The irony is that the real problem here is best described by a term commonly used in law (or, at least the LSAT exam).

The vast majority of marketing vendors are selling a particular service that may be NECESSARY, but not SUFFICIENT.

In the law, it means something like a piece of evidence may be necessary to prove an argument, but that piece of evidence on its own doesn’t do it.

I know my kids were at home when the cookies went missing, but I still can’t prove they were the ones who ate them.

On the farm, we’d say to grow a crop it’s necessary to plant a seed.  But especially with as dry of a Spring we’ve had so far, just planting a seed is not sufficient to generate a yield.

It still has to be cultivated and harvested.

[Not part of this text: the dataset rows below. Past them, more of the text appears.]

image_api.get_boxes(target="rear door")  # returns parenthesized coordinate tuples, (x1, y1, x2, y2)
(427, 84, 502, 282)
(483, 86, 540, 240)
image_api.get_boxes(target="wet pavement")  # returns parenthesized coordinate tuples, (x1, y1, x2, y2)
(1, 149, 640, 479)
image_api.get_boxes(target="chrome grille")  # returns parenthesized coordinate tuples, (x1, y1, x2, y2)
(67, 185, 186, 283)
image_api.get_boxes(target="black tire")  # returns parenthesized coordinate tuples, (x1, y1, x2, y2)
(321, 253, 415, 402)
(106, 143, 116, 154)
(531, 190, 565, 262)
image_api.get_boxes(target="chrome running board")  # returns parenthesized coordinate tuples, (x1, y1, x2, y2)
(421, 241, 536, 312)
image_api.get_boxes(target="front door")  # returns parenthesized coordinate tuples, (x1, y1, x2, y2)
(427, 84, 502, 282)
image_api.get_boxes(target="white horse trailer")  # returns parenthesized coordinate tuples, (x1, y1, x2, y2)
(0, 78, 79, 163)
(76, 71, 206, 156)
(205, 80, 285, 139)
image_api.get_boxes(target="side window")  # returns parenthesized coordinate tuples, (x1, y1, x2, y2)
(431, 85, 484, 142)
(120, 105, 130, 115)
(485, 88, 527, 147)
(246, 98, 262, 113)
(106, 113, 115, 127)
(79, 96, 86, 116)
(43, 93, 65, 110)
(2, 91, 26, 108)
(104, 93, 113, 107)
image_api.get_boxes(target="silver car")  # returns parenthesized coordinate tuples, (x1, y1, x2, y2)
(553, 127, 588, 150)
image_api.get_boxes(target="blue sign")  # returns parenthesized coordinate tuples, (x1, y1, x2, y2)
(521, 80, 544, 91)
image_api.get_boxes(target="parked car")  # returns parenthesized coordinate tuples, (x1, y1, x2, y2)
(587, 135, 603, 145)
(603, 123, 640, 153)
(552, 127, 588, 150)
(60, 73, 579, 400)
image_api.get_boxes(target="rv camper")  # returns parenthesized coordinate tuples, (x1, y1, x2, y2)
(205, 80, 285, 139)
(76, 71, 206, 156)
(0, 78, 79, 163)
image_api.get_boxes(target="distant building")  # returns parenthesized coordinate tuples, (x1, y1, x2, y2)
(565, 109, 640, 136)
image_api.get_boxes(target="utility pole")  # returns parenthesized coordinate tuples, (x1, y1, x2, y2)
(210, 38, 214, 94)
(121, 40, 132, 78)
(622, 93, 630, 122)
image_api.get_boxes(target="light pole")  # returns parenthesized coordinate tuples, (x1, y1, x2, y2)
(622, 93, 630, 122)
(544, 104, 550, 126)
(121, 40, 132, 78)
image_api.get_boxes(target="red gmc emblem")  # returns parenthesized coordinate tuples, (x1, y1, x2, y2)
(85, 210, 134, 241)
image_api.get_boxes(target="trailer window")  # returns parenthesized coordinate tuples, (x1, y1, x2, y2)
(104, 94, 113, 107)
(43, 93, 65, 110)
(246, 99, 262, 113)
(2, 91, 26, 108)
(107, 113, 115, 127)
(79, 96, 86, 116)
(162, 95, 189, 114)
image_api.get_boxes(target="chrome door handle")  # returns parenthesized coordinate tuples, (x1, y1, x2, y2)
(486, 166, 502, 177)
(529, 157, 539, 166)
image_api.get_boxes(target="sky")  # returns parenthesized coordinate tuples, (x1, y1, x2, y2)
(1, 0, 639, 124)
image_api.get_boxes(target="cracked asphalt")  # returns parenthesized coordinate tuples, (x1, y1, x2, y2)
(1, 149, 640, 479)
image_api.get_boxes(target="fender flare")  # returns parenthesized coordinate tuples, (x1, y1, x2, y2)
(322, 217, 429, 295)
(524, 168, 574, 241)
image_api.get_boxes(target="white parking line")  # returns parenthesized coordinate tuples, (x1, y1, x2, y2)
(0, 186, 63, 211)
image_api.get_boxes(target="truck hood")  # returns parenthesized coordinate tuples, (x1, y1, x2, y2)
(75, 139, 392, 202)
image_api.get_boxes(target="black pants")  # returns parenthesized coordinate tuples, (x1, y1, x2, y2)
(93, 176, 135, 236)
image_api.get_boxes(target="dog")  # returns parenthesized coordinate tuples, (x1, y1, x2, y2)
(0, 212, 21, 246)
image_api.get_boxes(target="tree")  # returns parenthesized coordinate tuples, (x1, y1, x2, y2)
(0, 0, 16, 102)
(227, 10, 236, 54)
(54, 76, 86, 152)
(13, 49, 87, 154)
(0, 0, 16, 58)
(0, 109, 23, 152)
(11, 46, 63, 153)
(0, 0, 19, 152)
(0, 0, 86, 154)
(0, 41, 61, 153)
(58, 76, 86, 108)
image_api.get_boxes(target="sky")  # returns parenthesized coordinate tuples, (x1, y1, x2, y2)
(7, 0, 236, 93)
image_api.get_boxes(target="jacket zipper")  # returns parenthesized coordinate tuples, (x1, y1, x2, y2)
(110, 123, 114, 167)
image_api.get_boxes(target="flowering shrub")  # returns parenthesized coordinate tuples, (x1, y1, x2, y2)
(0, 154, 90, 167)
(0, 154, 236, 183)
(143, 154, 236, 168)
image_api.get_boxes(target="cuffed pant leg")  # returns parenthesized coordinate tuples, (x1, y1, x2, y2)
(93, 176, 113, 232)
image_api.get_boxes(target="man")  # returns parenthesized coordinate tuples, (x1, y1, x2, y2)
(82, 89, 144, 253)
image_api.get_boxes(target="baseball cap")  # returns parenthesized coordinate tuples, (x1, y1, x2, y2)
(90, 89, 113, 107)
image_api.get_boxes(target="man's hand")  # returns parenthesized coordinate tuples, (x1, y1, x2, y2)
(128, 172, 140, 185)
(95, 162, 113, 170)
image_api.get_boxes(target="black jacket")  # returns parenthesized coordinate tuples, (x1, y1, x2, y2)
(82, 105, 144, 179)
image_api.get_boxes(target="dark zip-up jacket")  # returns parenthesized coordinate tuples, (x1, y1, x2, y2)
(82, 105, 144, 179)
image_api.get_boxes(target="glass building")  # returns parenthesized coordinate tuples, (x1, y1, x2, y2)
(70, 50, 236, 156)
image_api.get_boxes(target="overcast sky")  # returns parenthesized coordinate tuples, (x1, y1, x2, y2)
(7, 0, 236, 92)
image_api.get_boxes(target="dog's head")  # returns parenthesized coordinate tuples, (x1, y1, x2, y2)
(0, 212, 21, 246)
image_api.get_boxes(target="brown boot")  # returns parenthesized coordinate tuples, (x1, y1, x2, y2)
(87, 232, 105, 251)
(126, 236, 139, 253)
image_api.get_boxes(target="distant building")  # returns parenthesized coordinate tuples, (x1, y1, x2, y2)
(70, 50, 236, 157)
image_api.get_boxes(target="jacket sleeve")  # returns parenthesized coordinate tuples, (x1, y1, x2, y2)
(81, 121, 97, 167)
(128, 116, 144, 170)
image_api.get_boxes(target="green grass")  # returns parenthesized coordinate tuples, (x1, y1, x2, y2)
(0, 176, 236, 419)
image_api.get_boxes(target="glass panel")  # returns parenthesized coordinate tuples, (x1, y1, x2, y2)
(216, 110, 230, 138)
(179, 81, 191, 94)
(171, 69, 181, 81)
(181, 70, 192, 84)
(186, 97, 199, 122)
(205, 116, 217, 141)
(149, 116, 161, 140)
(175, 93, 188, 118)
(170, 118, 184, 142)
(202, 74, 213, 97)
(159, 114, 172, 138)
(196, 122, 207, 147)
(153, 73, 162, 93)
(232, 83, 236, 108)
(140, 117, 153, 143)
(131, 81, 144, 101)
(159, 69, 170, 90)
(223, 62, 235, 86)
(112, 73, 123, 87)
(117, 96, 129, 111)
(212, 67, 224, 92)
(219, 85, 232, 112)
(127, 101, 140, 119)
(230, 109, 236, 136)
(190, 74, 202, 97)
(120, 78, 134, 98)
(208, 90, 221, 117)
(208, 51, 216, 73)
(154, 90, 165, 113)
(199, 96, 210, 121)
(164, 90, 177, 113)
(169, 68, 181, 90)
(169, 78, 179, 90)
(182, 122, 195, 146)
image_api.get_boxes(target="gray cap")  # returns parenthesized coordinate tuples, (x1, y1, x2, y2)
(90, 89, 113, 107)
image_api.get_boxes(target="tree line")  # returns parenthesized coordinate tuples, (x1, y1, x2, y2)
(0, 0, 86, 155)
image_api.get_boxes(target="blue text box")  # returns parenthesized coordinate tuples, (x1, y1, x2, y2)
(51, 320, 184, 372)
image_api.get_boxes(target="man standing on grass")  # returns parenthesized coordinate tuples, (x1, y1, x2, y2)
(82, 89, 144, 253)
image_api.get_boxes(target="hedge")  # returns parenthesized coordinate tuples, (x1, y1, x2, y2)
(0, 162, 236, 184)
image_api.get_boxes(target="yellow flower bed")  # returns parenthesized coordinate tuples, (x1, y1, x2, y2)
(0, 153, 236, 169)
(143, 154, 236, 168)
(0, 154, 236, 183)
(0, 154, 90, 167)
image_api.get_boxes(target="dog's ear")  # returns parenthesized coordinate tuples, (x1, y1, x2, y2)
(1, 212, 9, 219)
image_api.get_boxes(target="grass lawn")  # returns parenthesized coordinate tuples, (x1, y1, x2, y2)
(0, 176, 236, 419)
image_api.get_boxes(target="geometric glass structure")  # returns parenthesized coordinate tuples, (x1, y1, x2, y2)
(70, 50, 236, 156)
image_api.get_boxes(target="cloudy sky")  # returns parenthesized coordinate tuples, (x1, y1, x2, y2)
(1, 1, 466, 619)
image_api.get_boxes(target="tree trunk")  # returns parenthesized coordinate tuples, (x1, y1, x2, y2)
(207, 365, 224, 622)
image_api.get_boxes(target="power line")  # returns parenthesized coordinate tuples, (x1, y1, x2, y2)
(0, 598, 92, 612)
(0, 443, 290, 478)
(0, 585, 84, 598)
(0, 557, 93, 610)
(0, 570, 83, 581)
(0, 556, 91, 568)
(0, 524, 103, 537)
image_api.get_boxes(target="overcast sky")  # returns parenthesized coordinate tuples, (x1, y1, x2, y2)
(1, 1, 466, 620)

When it comes to marketing, we might say it is necessary to have a website.

But a website alone is not going to be sufficient for generating clients.

Neither will social media content.

Neither will having amazing intake or consultative sales skills.

Branding, marketing, and sales all have to be working in concert.

Undoubtedly, this attorney (who was wanting to expand a very niche practice beyond just referrals and word of mouth) was meeting with folks, explaining her goal, and then having to listen to them narrow in on how their specific offering was the answer when it was obvious to her that it wasn’t going to get her all the way there.

There are plenty of shady marketing vendors out there.  But there are also plenty of great ones.

But you don’t go to a tactician for a strategy.

You understand the strategy, THEN you find the tacticians to properly execute the stages or component pieces.

Unfortunately, there’s this gap where you have tacticians at the ground level, and then you have general business consultants that talk about sales and marketing from so high up, all they can really do is set goals and review metrics.

There are not many of us that focus on sales and marketing from a strategic level, where we are close enough to understand how all the pieces fit together, and high enough to create plans to get there…

There are no silver bullets.  And if something in your marketing isn’t working, it may be because it’s underperforming, but it may also be because you don’t have all the other pieces in place to make it work.

Plan, Prepare, Plant, Cultivate, Harvest, Propagate.

If one piece isn’t in place, the others will be pointless, no matter how necessary they are.